Load Balancing Basics: An Introductory Guide

·

6 min read

Load Balancing Basics: An Introductory Guide

What is a Load Balancer?

When dealing with the scalability of our software systems, we may often come across the challenge of dealing with an influx of requests. For example, imagine running a popular web app that sells dog apparel. We just released a new product (a fashionable dog sweater) and have noticed a significant increase of requests hitting our single server. Users really want to purchase our new dog sweater for their pups! Right now, our web app architecture looks something like this:

A representation of a basic web app architecture, consisting of Users, a Webpage, a Server, and a Database. Users are able to interact with the Webpage via the Internet. Based on the User's activity, the Webpage will send requests to the Server for processing. Depending on the request, the Server will either respond directly to the Webpage or query the Database to fetch additional information or complete a transaction. Once the Database has fully processed all queries, the Server will perform any remaining calculations before finally responding to the Webpage. In this graphic, there is a vertical bar next to the Server that is nearly full and colored red, indicating that the Server is struggling to keep up with the volume of requests being submitted.

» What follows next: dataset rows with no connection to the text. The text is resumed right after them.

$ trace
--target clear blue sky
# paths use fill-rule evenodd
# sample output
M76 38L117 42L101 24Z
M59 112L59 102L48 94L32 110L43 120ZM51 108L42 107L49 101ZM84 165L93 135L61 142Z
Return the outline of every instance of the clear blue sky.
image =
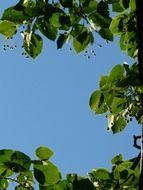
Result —
M15 2L3 0L0 14ZM97 56L88 60L69 51L70 45L57 51L47 40L33 61L21 55L20 38L15 39L17 49L0 51L0 149L17 149L34 158L36 147L48 146L63 175L110 168L118 153L126 159L136 156L132 144L133 135L140 132L137 124L113 135L106 131L106 118L92 113L88 104L100 75L128 61L118 43L107 45L97 38L103 47L92 47ZM1 47L3 43L0 36Z

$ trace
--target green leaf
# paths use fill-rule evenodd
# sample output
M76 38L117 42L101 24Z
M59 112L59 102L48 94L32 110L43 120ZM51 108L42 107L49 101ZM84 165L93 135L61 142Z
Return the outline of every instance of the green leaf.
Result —
M58 39L57 39L57 48L60 49L63 47L63 45L65 44L66 40L68 38L67 33L64 34L60 34Z
M113 83L117 82L118 80L122 79L124 75L124 66L123 65L116 65L112 68L109 77L108 77L108 82Z
M101 28L98 33L105 40L113 41L113 34L109 30L109 28Z
M109 18L109 7L106 1L100 1L97 5L97 12L102 16Z
M4 190L8 188L8 180L7 179L0 179L0 189Z
M69 190L67 180L63 180L55 184L54 190Z
M94 169L92 172L95 180L109 180L110 173L106 169Z
M53 13L52 16L49 18L50 25L52 25L56 28L59 28L61 26L60 16L62 16L62 15L63 15L63 13L60 13L60 12Z
M120 2L117 2L117 3L112 4L112 11L113 12L122 12L122 11L124 11L124 8L121 6Z
M127 48L127 42L128 42L128 38L126 33L122 33L120 36L120 48L121 50L125 51Z
M16 24L7 20L0 22L0 33L5 37L12 37L17 32Z
M129 2L130 0L120 0L120 5L123 9L128 9L129 8Z
M123 162L123 155L122 154L119 154L119 155L117 155L117 156L115 156L114 158L112 158L112 160L111 160L111 163L114 165L118 165L118 164L120 164L120 163L122 163Z
M76 38L78 37L80 34L87 32L87 28L82 25L82 24L75 24L73 25L72 31L70 32L70 34Z
M91 13L97 8L96 0L81 0L82 3L82 12L83 13Z
M8 20L15 24L23 24L24 21L29 20L29 16L23 13L23 11L16 10L15 7L6 9L2 15L2 20Z
M56 39L58 34L57 28L50 25L45 19L38 20L38 28L40 32L49 40L54 41Z
M97 111L98 105L100 103L100 97L101 97L100 90L96 90L95 92L93 92L93 94L90 97L90 101L89 101L91 110L93 110L95 112Z
M95 190L93 183L89 179L80 179L74 182L74 190Z
M43 40L38 34L31 32L24 33L24 49L35 59L42 51Z
M22 172L29 170L31 165L31 159L23 152L14 151L10 157L10 161L5 165L14 172Z
M98 12L91 13L89 15L89 20L92 20L92 22L95 23L95 25L103 27L103 28L104 27L108 28L110 26L110 23L111 23L111 18L102 16Z
M130 6L132 11L135 11L136 10L136 1L135 0L130 0L129 6Z
M61 15L59 18L59 22L61 24L60 30L68 31L71 26L71 20L69 15Z
M59 0L61 5L65 8L71 8L73 6L73 0Z
M50 150L48 147L45 146L40 146L39 148L36 149L35 151L36 156L40 158L41 160L48 160L53 156L53 151Z
M120 133L126 127L127 122L123 117L119 117L111 127L113 134Z
M113 114L120 113L123 110L123 105L125 102L126 99L124 98L124 94L121 93L121 97L116 97L116 94L113 94L112 104L110 105L112 113Z
M99 80L99 87L100 88L103 87L107 83L107 80L108 76L101 76Z
M85 31L73 38L73 47L76 53L85 50L90 43L93 42L93 35L91 32Z
M125 32L125 24L126 24L127 14L122 13L117 15L113 18L111 21L109 29L114 34L122 34L122 32Z
M126 49L127 49L127 53L130 57L134 57L136 56L135 55L135 52L138 48L138 43L137 43L137 34L136 32L127 32L127 37L128 37L128 42L127 42L127 46L126 46Z
M60 180L60 172L51 162L45 162L43 165L34 164L34 176L44 186L54 185Z

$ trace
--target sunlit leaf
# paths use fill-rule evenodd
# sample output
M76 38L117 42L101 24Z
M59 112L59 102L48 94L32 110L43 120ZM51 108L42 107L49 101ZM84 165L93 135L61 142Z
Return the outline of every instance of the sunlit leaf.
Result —
M8 20L15 24L22 24L24 21L29 20L29 18L22 10L16 10L15 7L6 9L2 15L2 20Z
M73 5L73 0L59 0L61 5L65 8L70 8Z
M101 28L99 30L99 34L102 38L109 40L109 41L113 41L113 34L111 33L111 31L108 28Z
M111 160L111 163L114 165L114 164L116 164L116 165L118 165L118 164L120 164L120 163L122 163L123 162L123 155L122 154L119 154L119 155L117 155L117 156L115 156L114 158L112 158L112 160Z
M12 37L14 34L16 34L16 32L17 29L15 23L7 20L0 22L0 33L5 37Z
M96 0L81 0L82 3L82 11L84 13L91 13L97 8Z
M45 146L40 146L39 148L37 148L35 153L36 156L41 160L50 159L54 154L52 150L50 150L48 147Z
M60 180L58 168L51 162L43 165L34 164L34 176L41 185L53 185Z
M73 38L73 47L76 53L80 53L85 50L93 41L93 35L91 32L85 31L79 34L76 38Z
M38 20L38 29L48 39L54 41L57 37L58 30L56 27L50 25L45 19Z
M38 34L32 32L24 33L24 49L33 59L42 51L43 40Z
M68 38L68 35L66 33L59 35L59 37L57 39L57 48L58 49L63 47L63 45L65 44L67 38Z
M127 125L126 120L123 117L119 117L111 127L113 134L120 133Z
M109 74L108 82L112 83L118 81L119 79L122 79L123 74L124 74L123 65L118 64L114 66Z

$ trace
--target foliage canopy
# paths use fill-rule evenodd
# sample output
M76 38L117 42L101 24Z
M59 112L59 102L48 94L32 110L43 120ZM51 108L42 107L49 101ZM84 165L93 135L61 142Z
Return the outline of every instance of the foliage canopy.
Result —
M113 134L123 131L133 118L143 124L143 83L138 69L138 28L135 0L20 0L4 10L0 33L12 38L21 33L22 48L35 59L42 51L43 37L56 41L60 49L72 43L76 53L92 45L96 35L106 41L119 36L120 49L133 58L131 66L118 64L106 76L101 76L99 89L91 95L89 104L96 114L106 113L108 129ZM16 190L32 190L34 182L40 190L114 190L139 188L140 157L112 159L112 171L94 169L86 177L68 174L62 179L58 168L50 161L53 152L39 147L37 160L15 150L0 150L0 189L15 182Z

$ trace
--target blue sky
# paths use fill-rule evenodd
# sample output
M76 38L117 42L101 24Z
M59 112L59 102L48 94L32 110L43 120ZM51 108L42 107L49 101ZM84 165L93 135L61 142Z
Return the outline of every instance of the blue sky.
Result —
M3 1L0 14L15 2ZM140 132L137 124L113 135L106 131L106 118L89 108L100 75L115 64L131 62L118 43L106 44L97 37L103 47L91 47L87 59L70 51L70 44L57 50L55 43L44 40L43 52L32 60L21 55L20 39L11 42L18 48L3 52L5 41L0 36L0 149L17 149L34 158L38 146L48 146L63 175L110 168L111 158L119 153L126 159L136 156L132 143L133 135Z

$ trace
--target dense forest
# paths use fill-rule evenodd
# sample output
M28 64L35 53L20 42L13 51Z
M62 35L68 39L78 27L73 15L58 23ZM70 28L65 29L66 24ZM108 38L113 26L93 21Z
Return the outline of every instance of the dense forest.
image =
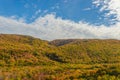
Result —
M0 34L0 80L120 80L120 40Z

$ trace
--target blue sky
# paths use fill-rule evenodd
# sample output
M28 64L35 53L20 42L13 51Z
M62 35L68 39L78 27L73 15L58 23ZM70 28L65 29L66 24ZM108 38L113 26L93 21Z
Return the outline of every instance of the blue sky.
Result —
M119 0L0 0L0 33L119 39Z
M99 12L99 7L95 7L92 2L93 0L0 0L0 15L22 17L30 23L39 16L54 13L57 17L75 22L111 24L104 17L107 11Z

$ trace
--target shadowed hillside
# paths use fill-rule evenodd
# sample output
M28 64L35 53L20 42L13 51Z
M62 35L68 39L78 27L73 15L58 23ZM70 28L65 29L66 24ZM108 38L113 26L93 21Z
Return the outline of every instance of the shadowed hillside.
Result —
M119 64L120 40L61 39L49 42L31 36L0 34L0 75L3 80L8 73L10 79L15 80L38 80L38 76L48 80L102 80L104 77L119 80ZM25 69L28 72L24 72ZM16 77L14 73L17 73Z

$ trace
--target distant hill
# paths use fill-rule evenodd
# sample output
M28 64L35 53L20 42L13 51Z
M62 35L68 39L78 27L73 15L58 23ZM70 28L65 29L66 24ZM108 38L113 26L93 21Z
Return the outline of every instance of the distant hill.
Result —
M120 62L120 40L61 39L0 34L0 65Z
M0 80L119 80L120 40L0 34Z

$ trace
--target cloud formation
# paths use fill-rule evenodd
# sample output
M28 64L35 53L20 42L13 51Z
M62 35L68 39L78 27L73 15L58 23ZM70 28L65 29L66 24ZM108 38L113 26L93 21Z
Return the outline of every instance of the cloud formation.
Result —
M85 22L63 20L54 14L37 18L32 23L25 23L19 19L0 16L0 33L24 34L45 40L65 38L99 38L120 39L120 23L112 26L95 26Z
M120 0L93 0L96 7L100 7L100 12L107 11L106 18L114 16L112 21L120 21Z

In this architecture, our single server is becoming a bottleneck and is putting our application at risk of performing sub-optimally. In order to alleviate the load on our single server, we decide to scale our web app horizontally and purchase a few additional servers. Each server will host a replica of our app now we will be able to distribute request load more effectively. However, with multiple servers, we have the following issue:

A representation of a basic web app architecture, consisting of Users, a Webpage, multiple Servers, and a Database. This graphic is mostly similar to the previous graphic, except that there are four Servers instead of one. Between the Webpage and the Servers, there is a box labeled "Which Server" accompanied by several question marks. When scaling an app horizontally, it is necessary to tell the app to which server it should send each request. Continue on to learn how this is done.

We need a way to direct the traffic! Our app won’t know where to send the requests unless we provide guidance on which server to send the request to. This is where a load balancer comes into play.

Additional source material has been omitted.